Reputation: 27
I have an RDF file where most objects consist of escaped Unicode characters as follows:
...
<http://dbpedia.org/resource/Ry%C5%8Dgoku_Kokugikan> <http://www.w3.org/2000/01/rdf-schema#label> "\u4E21\u56FD\u56FD\u6280\u9928"@ja .
<http://dbpedia.org/resource/Tunisia> <http://www.w3.org/2000/01/rdf-schema#label> "\u30C1\u30E5\u30CB\u30B8\u30A2"@ja .
...
I want to read in this file using a Python script and convert those objects into readable text, i.e. for the above example I would want the following output:
両国国技館
チュニジア
So far, my code looks as follows:
import codecs
for line in codecs.open("labels-en-uris_ja.nt","r","utf-8"):
tmp = line.split(" ")
label = tmp[2]
label = label.split("@")[0]
label = label.replace("\"","")
print u"{0}".format(label)
However, this returns the escaped Unicode characters unchanged, i.e. as
\u4E21\u56FD\u56FD\u6280\u9928
\u30C1\u30E5\u30CB\u30B8\u30A2
Using simply print label
in the last line of my code gives exactly the same result. However, print u"\u4E21\u56FD\u56FD\u6280\u9928"
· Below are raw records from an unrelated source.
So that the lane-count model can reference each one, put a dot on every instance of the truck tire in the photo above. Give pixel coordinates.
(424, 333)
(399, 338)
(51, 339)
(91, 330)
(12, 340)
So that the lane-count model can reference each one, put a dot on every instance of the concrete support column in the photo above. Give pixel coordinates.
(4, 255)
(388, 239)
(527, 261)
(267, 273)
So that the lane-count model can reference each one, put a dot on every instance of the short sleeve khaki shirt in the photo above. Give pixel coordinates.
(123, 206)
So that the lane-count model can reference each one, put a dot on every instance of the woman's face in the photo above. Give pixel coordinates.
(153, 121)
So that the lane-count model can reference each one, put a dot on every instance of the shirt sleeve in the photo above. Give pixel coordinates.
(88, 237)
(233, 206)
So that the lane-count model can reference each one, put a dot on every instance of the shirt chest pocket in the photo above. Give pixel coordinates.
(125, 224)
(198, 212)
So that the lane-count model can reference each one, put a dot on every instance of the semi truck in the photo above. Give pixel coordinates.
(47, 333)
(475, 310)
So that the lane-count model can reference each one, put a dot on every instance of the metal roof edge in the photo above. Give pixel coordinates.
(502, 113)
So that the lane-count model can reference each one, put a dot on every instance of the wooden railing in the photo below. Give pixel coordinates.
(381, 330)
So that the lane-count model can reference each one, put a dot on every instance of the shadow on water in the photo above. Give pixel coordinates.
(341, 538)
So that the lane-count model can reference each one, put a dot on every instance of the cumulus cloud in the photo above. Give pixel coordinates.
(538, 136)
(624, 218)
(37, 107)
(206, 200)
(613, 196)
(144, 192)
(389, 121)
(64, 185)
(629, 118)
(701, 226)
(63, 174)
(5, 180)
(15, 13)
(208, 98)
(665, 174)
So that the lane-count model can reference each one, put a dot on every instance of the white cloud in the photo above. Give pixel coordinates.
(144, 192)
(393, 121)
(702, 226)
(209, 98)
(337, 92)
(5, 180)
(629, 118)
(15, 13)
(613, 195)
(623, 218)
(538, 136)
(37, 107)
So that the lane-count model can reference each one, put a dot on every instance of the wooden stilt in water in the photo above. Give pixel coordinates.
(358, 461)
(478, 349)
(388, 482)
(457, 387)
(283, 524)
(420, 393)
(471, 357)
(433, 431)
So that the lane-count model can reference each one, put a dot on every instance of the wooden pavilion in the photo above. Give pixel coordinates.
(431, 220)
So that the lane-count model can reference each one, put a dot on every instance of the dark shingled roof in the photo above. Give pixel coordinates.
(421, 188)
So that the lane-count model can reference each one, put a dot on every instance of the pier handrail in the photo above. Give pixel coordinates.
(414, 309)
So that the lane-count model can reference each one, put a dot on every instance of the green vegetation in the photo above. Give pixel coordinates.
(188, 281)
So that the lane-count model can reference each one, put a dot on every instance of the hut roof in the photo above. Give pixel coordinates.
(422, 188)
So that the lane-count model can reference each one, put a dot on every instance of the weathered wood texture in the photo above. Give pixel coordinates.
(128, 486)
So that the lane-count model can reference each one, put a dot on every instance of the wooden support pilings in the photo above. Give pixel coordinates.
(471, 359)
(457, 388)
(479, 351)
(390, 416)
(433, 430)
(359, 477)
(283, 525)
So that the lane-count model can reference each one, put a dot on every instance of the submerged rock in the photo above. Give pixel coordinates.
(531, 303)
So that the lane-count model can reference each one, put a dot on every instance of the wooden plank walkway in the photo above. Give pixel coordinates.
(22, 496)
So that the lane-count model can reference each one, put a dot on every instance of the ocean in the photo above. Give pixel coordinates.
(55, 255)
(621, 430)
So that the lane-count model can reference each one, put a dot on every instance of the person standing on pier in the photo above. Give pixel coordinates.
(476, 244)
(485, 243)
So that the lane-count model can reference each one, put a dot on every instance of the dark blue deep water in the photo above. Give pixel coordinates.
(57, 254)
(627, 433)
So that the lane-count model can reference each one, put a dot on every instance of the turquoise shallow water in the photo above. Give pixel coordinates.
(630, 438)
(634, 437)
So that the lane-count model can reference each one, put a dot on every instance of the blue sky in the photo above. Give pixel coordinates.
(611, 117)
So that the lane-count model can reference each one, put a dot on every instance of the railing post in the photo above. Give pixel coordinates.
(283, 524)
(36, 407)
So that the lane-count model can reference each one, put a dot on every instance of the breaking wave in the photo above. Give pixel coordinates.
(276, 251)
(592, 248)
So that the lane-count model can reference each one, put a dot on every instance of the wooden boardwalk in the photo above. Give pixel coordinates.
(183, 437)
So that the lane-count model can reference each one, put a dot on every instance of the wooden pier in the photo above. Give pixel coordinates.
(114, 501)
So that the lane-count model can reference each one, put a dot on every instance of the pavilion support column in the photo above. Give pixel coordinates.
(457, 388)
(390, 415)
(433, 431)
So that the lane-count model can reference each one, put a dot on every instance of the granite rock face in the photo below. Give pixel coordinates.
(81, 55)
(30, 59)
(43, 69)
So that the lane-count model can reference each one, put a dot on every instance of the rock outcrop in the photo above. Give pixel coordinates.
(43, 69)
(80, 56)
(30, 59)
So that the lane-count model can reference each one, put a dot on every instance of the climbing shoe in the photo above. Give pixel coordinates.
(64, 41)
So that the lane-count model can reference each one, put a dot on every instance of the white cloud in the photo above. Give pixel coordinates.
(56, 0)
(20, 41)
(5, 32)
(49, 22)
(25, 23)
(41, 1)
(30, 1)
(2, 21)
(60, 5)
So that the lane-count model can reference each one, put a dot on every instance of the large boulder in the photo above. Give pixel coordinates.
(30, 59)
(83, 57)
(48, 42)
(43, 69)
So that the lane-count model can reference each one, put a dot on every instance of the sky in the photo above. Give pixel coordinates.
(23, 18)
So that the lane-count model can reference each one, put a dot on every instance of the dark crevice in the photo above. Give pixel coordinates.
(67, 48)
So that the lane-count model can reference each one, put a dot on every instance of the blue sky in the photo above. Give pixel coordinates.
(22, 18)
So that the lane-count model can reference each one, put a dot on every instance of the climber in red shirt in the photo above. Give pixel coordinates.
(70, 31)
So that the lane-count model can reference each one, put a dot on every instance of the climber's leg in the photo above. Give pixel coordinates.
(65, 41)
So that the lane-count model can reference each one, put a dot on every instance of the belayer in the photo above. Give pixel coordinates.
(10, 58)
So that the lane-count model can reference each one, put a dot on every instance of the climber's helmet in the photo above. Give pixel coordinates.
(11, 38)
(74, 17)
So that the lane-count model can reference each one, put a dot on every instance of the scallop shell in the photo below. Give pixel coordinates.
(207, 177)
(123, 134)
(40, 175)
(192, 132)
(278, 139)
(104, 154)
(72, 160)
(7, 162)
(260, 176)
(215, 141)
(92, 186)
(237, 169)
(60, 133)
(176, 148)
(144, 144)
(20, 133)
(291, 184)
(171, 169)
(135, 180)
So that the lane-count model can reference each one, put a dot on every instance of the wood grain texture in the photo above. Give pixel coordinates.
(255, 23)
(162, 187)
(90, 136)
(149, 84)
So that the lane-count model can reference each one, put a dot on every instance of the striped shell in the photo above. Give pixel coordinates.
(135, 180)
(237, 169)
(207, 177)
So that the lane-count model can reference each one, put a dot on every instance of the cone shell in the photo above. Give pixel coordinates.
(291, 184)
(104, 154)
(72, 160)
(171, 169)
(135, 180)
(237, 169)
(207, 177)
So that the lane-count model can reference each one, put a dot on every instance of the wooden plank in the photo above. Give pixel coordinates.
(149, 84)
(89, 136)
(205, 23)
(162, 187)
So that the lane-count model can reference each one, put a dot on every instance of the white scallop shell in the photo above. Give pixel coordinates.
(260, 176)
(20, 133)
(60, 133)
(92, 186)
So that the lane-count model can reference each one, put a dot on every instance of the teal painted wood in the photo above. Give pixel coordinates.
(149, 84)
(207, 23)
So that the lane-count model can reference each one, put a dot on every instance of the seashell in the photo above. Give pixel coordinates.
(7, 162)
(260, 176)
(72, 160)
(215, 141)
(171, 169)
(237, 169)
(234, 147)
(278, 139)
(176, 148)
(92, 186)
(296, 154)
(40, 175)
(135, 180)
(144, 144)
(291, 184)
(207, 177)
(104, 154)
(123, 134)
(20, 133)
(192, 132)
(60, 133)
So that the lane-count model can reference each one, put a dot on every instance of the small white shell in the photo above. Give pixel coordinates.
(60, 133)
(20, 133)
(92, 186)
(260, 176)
gives the desired output, so I assume there is something wrong with the way I read in that file. What would be the correct way to produce the output I want?
Upvotes: 1
Views: 77
Reputation: 11807
You can use the .decode("unicode_escape")
function on your string object to do this.
print u"{0}".format(label.decode("unicode_escape"))
Upvotes: 1